It began as an Australian attempt to strengthen its position against an aggressive China, but it quickly became the most important result so far of Washington’s “tilt” to Asia that began under President Obama, continued more realistically under President Trump, and that today under Biden has reduced America’s focus on Europe and its reliance on NATO as its main partner in collective defence arrangements. And it gained a third member when Boris Johnson, wanting to strengthen the UK’s global role after Brexit, exploited the fact that Britain had the resources (technology, traditions of military interoperability, and above all trust) to be a useful partner.

All these factors were important. But everyone saw that AUKUS had a deeper significance than technology transfer. European writers have been more candid than “les Anglo-Saxons” on this. Gergely Egedy, a Hungarian writer who specialises in British politics, noted that ties linking the three AUKUS partners were not accidental: “Formally, this is ‘only’ about the Americans and the British helping Australia, which is increasingly threatened by China, to acquire nuclear-powered submarines. But in reality it is much more: a full-scale military and scientific and technological alliance. Australia sees Chinese demonstrations of force in the South China Sea as a direct threat … Given the closeness of civilisational ties, it is hardly surprising that Australia turned to the Anglo-Saxon world for help.”

See also: The Global Nuclear Anglosphere

Scott Morrison confirmed that in his Wall Street Journal conversation with Walter Russell Mead: both of America’s partners will be pressing the US to share (and jointly develop) new technologies “in fields ranging from quantum computing to artificial intelligence, electronic warfare, missiles and cyber [which] could offer economic as well as military and diplomatic benefits”. Not all the items of Morrison’s ambitious program will be delivered, but because the US also stands to benefit from such co-operation, some will get through the bureaucratic maze.

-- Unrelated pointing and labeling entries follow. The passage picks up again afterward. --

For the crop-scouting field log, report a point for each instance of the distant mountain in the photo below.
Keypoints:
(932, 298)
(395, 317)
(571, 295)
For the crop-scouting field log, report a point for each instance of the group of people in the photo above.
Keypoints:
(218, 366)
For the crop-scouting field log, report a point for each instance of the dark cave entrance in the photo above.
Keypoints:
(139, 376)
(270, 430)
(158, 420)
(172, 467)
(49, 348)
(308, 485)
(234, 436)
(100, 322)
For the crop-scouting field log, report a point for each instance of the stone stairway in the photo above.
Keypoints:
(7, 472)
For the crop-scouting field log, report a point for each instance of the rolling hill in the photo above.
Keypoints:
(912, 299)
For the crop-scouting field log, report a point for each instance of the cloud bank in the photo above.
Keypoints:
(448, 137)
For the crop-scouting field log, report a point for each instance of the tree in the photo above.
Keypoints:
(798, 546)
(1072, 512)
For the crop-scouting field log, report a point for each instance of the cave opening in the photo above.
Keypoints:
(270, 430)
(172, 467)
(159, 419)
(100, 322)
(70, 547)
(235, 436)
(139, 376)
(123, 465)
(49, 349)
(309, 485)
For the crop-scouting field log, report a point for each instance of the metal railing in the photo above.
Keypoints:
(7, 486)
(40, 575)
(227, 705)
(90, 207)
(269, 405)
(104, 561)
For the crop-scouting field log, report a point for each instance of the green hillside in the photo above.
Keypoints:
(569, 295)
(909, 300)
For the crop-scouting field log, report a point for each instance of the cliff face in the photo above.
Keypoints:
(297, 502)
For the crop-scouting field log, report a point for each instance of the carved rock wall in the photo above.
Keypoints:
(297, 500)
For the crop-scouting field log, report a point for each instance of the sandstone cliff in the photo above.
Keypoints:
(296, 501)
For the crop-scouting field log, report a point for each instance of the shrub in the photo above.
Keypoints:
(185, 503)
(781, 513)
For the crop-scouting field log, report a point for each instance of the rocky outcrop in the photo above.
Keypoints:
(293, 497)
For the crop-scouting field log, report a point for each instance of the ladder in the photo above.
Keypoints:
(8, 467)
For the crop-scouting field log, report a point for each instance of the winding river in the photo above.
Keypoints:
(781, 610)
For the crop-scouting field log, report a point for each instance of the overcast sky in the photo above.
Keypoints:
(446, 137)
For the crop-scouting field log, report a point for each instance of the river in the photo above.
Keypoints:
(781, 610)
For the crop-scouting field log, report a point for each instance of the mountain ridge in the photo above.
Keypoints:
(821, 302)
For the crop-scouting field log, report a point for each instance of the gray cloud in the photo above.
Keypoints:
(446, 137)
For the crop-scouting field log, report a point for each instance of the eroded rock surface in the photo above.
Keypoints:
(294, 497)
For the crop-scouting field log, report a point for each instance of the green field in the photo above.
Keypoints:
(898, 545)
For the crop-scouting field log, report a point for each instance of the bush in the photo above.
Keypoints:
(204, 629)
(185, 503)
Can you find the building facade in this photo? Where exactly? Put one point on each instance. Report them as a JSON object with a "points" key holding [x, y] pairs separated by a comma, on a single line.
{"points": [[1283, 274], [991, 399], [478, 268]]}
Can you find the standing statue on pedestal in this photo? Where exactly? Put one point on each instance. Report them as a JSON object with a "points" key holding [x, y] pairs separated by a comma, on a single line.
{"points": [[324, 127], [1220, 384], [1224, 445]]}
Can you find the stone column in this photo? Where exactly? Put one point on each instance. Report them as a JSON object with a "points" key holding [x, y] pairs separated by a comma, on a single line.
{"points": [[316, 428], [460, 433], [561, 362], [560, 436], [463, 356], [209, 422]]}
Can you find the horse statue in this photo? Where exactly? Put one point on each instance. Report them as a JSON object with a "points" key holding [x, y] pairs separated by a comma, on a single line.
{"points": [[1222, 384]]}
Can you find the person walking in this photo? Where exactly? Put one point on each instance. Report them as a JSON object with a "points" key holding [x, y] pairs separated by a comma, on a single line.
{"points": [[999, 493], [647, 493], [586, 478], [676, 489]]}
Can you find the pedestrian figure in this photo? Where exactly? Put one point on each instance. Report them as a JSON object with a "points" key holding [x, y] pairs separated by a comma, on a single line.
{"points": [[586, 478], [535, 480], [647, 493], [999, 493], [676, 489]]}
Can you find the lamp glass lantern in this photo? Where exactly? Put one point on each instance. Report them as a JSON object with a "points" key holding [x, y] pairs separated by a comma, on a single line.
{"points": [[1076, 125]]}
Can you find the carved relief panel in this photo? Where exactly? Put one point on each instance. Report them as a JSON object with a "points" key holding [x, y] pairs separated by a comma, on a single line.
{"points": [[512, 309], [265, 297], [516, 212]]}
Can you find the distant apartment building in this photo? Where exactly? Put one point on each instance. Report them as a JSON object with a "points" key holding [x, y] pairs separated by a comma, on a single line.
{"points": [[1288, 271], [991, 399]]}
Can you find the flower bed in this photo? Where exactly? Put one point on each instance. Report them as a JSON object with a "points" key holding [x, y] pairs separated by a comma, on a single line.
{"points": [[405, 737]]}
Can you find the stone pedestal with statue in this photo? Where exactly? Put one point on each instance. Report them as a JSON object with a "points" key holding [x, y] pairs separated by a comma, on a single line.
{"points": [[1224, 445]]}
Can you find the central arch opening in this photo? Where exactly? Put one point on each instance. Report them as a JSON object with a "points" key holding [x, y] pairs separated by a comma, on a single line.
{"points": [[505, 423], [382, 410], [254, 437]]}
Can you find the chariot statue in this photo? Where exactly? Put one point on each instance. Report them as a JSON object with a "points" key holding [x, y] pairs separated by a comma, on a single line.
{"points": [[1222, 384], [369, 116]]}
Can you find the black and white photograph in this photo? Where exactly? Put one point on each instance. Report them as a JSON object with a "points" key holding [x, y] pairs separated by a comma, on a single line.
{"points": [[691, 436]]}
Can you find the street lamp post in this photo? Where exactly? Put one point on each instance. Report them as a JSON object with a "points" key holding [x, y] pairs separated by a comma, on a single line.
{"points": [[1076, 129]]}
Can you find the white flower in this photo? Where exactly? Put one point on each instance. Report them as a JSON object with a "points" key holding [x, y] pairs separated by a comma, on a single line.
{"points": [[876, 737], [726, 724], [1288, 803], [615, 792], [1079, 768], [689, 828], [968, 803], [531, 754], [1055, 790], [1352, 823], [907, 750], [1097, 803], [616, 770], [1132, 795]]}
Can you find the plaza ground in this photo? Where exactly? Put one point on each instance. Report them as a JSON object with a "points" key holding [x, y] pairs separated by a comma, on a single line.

And their results will make AUKUS attractive to other powers.

What may facilitate these prospects, as I and a Danube Institute colleague Tamas Orban note in National Review, is that AUKUS already rests on deep foundations laid by earlier co-operation between the US and the UK—the “special relationship” differed from NATO in being a worldwide alliance rather than a regional one in military, diplomatic and intelligence affairs throughout the Cold War. That expanded early into the “Five Eyes” worldwide electronic eavesdropping intelligence network operated by the US, the UK, Australia, Canada and New Zealand—which is also AUKUS without the last two countries. In recent years the US has also established an important new relationship with Japan, India and Australia, the Quadrilateral Security Dialogue or “the Quad”, which denies it is a defence organisation but which held its first naval manoeuvres last year and which China deeply dislikes.

Now AUKUS has been added to these friendly organisations in what Wolfgang Munchau, mischievously borrowing a concept from European debates on EU integration (which largely rejected it), calls Washington’s policy of “variable geometry” in the alliance politics of the Indo-Pacific area. In everyday terms this means that the US would be at the centre of several alliances, each dealing with a different issue, all respecting the sovereignty of their partners, but united by cultural sympathies for democracy and the rule of law as well as by common security interests—and, ahem, “a common language”, since almost all the countries on the list have large English-speaking populations.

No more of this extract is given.